- Episode no.: Season 5 Episode 11
- Directed by: Patrick Stewart
- Story by: Hilary J. Bader
- Teleplay by: Joe Menosky
- Cinematography by: Marvin Rush
- Production code: 211
- Original air date: January 27, 1992

Guest appearances
- Joshua Harris - Timothy; Harley Venton - Hutchinson;

Episode chronology
| ← Previous "New Ground" | Next → "Violations" |
- Star Trek: The Next Generation season 5

= Hero Worship (Star Trek: The Next Generation) =

"Hero Worship" is the 111th episode of the syndicated American science fiction television series Star Trek: The Next Generation. This is the 11th episode of the fifth season, directed by series castmember Patrick Stewart (Captain Jean-Luc Picard). Star Trek creator Gene Roddenberry – by this time no longer involved in production – died during the filming of this episode.

Set in the 24th century, the series follows the adventures of the Starfleet crew of the Federation starship Enterprise-D. In this episode, Data rescues an orphaned boy from a damaged ship. As a way to repress his own pain, the boy begins to mimic Data's emotionless personality.

==Plot==
The Enterprise investigates the disappearance of the research vessel Vico. They encounter the wrecked ship adrift just outside a black cluster. Data, La Forge, and Riker beam aboard and find everyone on the Vico is dead except for a young boy named Timothy, trapped beneath debris.
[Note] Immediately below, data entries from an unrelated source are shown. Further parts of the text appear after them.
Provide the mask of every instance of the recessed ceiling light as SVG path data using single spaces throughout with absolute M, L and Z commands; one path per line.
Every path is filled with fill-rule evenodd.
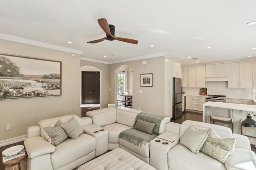
M 256 23 L 256 21 L 252 21 L 251 22 L 248 22 L 248 23 L 247 23 L 247 25 L 253 25 L 253 24 L 255 24 L 255 23 Z

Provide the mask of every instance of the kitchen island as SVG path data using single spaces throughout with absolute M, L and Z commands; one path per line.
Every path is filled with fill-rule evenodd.
M 246 119 L 246 112 L 247 111 L 249 111 L 252 115 L 256 114 L 256 105 L 207 102 L 203 105 L 203 122 L 210 123 L 210 107 L 224 109 L 232 109 L 233 119 L 233 133 L 234 133 L 241 134 L 241 122 Z M 256 117 L 253 116 L 253 118 L 255 119 L 256 119 Z M 216 122 L 215 124 L 229 127 L 229 125 L 228 124 L 218 122 Z M 256 131 L 248 131 L 247 132 L 246 132 L 246 133 L 250 134 L 251 136 L 256 137 Z

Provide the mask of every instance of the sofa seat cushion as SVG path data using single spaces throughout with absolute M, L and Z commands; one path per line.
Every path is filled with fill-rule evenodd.
M 76 139 L 68 138 L 56 147 L 51 154 L 53 169 L 70 164 L 95 150 L 96 139 L 82 133 Z
M 149 143 L 157 136 L 131 129 L 122 131 L 119 135 L 119 144 L 146 158 L 149 158 Z
M 226 169 L 218 160 L 201 152 L 195 154 L 181 144 L 175 146 L 168 152 L 168 162 L 169 169 L 174 170 Z
M 224 164 L 227 170 L 256 170 L 256 155 L 252 150 L 236 148 Z
M 129 129 L 132 127 L 115 123 L 106 125 L 102 128 L 108 131 L 108 143 L 118 143 L 119 142 L 118 136 L 120 133 L 122 131 Z
M 78 170 L 156 170 L 121 148 L 116 148 L 80 166 Z

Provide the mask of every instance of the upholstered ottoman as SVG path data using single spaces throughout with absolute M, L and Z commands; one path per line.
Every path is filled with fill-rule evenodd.
M 116 148 L 79 166 L 78 170 L 153 170 L 153 167 L 123 149 Z

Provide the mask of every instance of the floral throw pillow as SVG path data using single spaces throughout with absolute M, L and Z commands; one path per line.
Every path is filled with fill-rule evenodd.
M 68 138 L 65 131 L 60 126 L 62 124 L 58 119 L 50 127 L 42 127 L 45 139 L 54 146 L 57 146 Z
M 211 128 L 200 151 L 224 164 L 231 152 L 236 141 L 234 138 L 220 138 Z

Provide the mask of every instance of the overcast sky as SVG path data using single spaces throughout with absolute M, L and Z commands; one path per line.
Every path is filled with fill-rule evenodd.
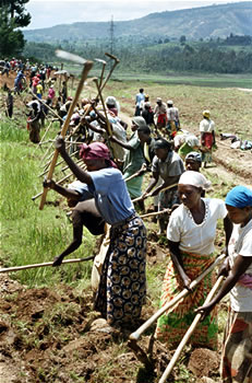
M 244 0 L 243 0 L 244 1 Z M 245 0 L 250 1 L 250 0 Z M 175 11 L 185 8 L 240 2 L 237 0 L 29 0 L 26 10 L 32 14 L 28 30 L 43 28 L 74 22 L 133 20 L 154 12 Z

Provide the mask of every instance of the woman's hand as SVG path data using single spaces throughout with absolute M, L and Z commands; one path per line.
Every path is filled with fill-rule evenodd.
M 196 314 L 202 314 L 201 322 L 204 321 L 204 318 L 209 315 L 211 311 L 214 309 L 215 304 L 208 303 L 204 304 L 203 306 L 200 306 L 195 310 Z
M 65 152 L 65 144 L 62 136 L 56 138 L 55 147 L 60 153 Z
M 227 277 L 230 270 L 230 265 L 228 258 L 226 258 L 223 263 L 223 265 L 219 267 L 217 278 L 220 276 Z
M 64 257 L 62 257 L 61 255 L 55 257 L 52 267 L 60 266 L 62 264 L 63 258 Z
M 182 280 L 183 280 L 183 288 L 191 291 L 190 285 L 192 283 L 192 280 L 187 275 L 183 276 Z
M 44 179 L 43 186 L 49 187 L 50 189 L 55 189 L 56 182 L 53 179 Z

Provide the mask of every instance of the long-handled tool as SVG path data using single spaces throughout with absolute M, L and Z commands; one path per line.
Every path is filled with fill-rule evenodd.
M 212 301 L 214 294 L 216 293 L 216 291 L 218 290 L 220 283 L 223 282 L 224 280 L 224 276 L 220 276 L 216 283 L 214 285 L 213 289 L 209 291 L 204 304 L 207 304 Z M 171 370 L 173 369 L 175 367 L 175 363 L 177 362 L 177 360 L 179 359 L 180 357 L 180 353 L 182 352 L 182 349 L 184 348 L 184 346 L 187 345 L 187 343 L 189 341 L 191 335 L 193 334 L 197 323 L 200 322 L 201 317 L 202 317 L 202 313 L 199 313 L 196 314 L 196 316 L 194 317 L 193 320 L 193 323 L 191 324 L 191 326 L 189 327 L 189 329 L 187 330 L 185 335 L 183 336 L 183 339 L 180 341 L 179 346 L 177 347 L 176 349 L 176 352 L 175 355 L 172 356 L 169 364 L 167 365 L 164 374 L 161 375 L 160 380 L 158 383 L 165 383 L 167 378 L 169 376 Z
M 98 91 L 98 96 L 101 101 L 101 104 L 103 104 L 103 108 L 104 108 L 104 113 L 105 113 L 105 118 L 106 118 L 106 125 L 107 125 L 107 132 L 108 132 L 108 136 L 111 137 L 112 136 L 112 129 L 111 129 L 111 126 L 110 126 L 110 123 L 109 123 L 109 119 L 108 119 L 108 115 L 107 115 L 107 111 L 106 111 L 106 106 L 105 106 L 105 102 L 104 102 L 104 97 L 103 97 L 103 94 L 101 94 L 101 90 L 100 90 L 100 86 L 99 86 L 99 83 L 98 83 L 98 79 L 95 78 L 93 79 L 93 81 L 95 82 L 96 84 L 96 88 L 97 88 L 97 91 Z
M 106 55 L 107 57 L 109 57 L 111 60 L 113 60 L 113 65 L 112 65 L 110 71 L 108 72 L 108 74 L 107 74 L 107 77 L 106 77 L 106 79 L 105 79 L 103 85 L 100 86 L 100 92 L 103 91 L 103 89 L 104 89 L 105 85 L 107 84 L 108 80 L 110 79 L 110 77 L 111 77 L 113 70 L 116 69 L 116 67 L 117 67 L 118 63 L 120 62 L 120 60 L 119 60 L 116 56 L 113 56 L 113 55 L 111 55 L 111 54 L 108 54 L 108 53 L 105 53 L 105 55 Z
M 91 68 L 93 67 L 93 61 L 85 61 L 84 63 L 84 67 L 83 67 L 83 71 L 82 71 L 82 78 L 81 78 L 81 81 L 79 83 L 79 86 L 77 86 L 77 90 L 76 90 L 76 93 L 75 93 L 75 96 L 71 103 L 71 106 L 69 108 L 69 113 L 67 115 L 67 118 L 65 118 L 65 121 L 62 126 L 62 129 L 61 129 L 61 136 L 64 138 L 65 134 L 67 134 L 67 130 L 68 130 L 68 127 L 69 127 L 69 124 L 70 124 L 70 118 L 73 114 L 73 111 L 74 111 L 74 107 L 77 103 L 77 100 L 80 97 L 80 94 L 82 92 L 82 88 L 83 88 L 83 84 L 87 78 L 87 74 L 91 70 Z M 55 154 L 53 154 L 53 158 L 52 158 L 52 161 L 51 161 L 51 165 L 50 165 L 50 169 L 49 169 L 49 172 L 48 172 L 48 176 L 47 178 L 48 179 L 51 179 L 52 177 L 52 174 L 53 174 L 53 170 L 55 170 L 55 165 L 56 165 L 56 162 L 57 162 L 57 159 L 58 159 L 58 155 L 59 155 L 59 152 L 58 150 L 56 149 L 55 150 Z M 43 210 L 44 208 L 44 205 L 45 205 L 45 201 L 46 201 L 46 196 L 47 196 L 47 192 L 48 192 L 48 188 L 44 188 L 44 193 L 43 193 L 43 196 L 41 196 L 41 200 L 40 200 L 40 206 L 39 206 L 39 210 Z
M 105 67 L 107 65 L 107 61 L 101 60 L 100 58 L 95 58 L 95 61 L 103 63 L 101 73 L 100 73 L 100 78 L 99 78 L 99 86 L 101 86 L 101 83 L 104 80 L 104 71 L 105 71 Z
M 221 254 L 215 262 L 207 267 L 205 271 L 203 271 L 196 279 L 192 281 L 190 285 L 190 290 L 194 289 L 194 287 L 209 274 L 216 265 L 218 265 L 224 258 L 226 254 Z M 163 307 L 160 307 L 153 316 L 151 316 L 142 326 L 140 326 L 134 333 L 130 335 L 131 340 L 139 340 L 141 335 L 154 323 L 156 320 L 161 316 L 167 310 L 172 307 L 177 302 L 179 302 L 182 298 L 188 295 L 190 291 L 188 289 L 183 289 L 178 295 L 176 295 L 170 302 L 167 302 Z
M 178 186 L 178 184 L 169 185 L 169 186 L 165 187 L 164 189 L 161 189 L 160 192 L 165 192 L 165 190 L 172 189 L 172 187 L 175 187 L 175 186 Z M 146 195 L 144 196 L 144 198 L 137 197 L 137 198 L 135 198 L 135 199 L 132 199 L 132 202 L 137 202 L 137 201 L 140 201 L 141 199 L 145 199 L 145 198 L 148 198 L 148 197 L 154 197 L 154 196 L 153 196 L 152 193 L 148 193 L 148 194 L 146 194 Z
M 62 264 L 64 264 L 64 265 L 65 264 L 75 264 L 77 262 L 91 260 L 94 258 L 95 258 L 95 256 L 92 255 L 91 257 L 86 257 L 86 258 L 67 259 L 67 260 L 63 260 Z M 27 270 L 29 268 L 46 267 L 46 266 L 52 266 L 52 265 L 53 265 L 53 262 L 46 262 L 44 264 L 33 264 L 33 265 L 7 267 L 7 268 L 0 268 L 0 272 L 13 272 L 13 271 L 20 271 L 20 270 Z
Data rescues Timothy and brings him back to the Enterprise. As Dr. Crusher examines Timothy in sickbay, he claims that unknown aliens killed the crew.

Timothy struggles to adapt to his new surroundings and trusts only his rescuer, Data. Counselor Troi asks Data to spend time with Timothy, believing that he might open up about Vicos destruction. Timothy is intrigued by the fact that androids do not experience emotions and begins to imitate Data’s movements and speech patterns.

Observing Timothy's new android persona, Troi reasons that he is attempting to suppress his trauma and suggests that Data can help him heal by sharing his fascination with humanity. While sipping on soft drinks with Timothy in Ten Forward, Data reflects on his limitations as an android, such as the inability to feel delight over a confection or take pride in his achievements. Timothy argues that androids do not feel negative emotions either, but Data counters that he would gladly risk feeling bad at times for the opportunity to taste his dessert.

When Enterprise enters the cluster, Worf reports sensor distortions caused by the area's strong gravitational forces, which would limit a ship’s ability to fire weapons or use a cloaking device. Picard concludes that aliens could not have attacked the Vico. Confronted with the evidence, Timothy breaks down and tearfully shares his belief that he destroyed the Vico when he lost his balance and fell against a computer panel. Data assures him that starship computers have safeguards against such occurrences and that he was not responsible.

A shock wave rocks the Enterprise. Worf raises the shields, but the next shock wave is stronger. As additional power is diverted to the shields, the waves intensify. Timothy recalls the Vicos crew following similar procedures, including La Forge's suggestion of redirecting power from the warp engines. Sparked by Timothy's words, Data runs a quick analysis and realizes that the shields themselves are creating the shock waves, and strengthening them further would result in the ship being torn apart. Picard orders the shields lowered, and the next wave is harmless.

Later, Data observes Timothy playing with the other children at school, behaving as a human again, and the two agree to remain friends.

== Writing ==
This episode was written by Hilary J. Bader; Bader began as TNG season 3 writing intern, and would also write for "The Loss" and "Dark Page" (3 total for TNG). Bader went on to write for many children's cartoon shows and comic books. The teleplay was written by Joe Menosky.

== Reception ==
In 1993, Trek Van Hise in Trek: The Next Generation said the episode was "excellent" and noted Patrick Stewart as the director.

In 2000, in Diplomacy, family, destiny: The Next Generation the episode was noted as a "bizarre psychological drama".

In 2011, The A.V. Club gave the episode a "B+", and while questioning the use of child actors, felt that the episode was example of how the series was willing to confront loss; overall they were happy with the writing and characters.

In 2020, GameSpot recommended this episode for background on the character of Data.

In 2020, Looper listed this as one of the best episodes for Data.

== Releases ==
The episode was released in the United States on November 5, 2002, as part of the season five DVD box set. The first Blu-ray release was in the United States on November 18, 2013, followed by the United Kingdom the next day, November 19, 2013.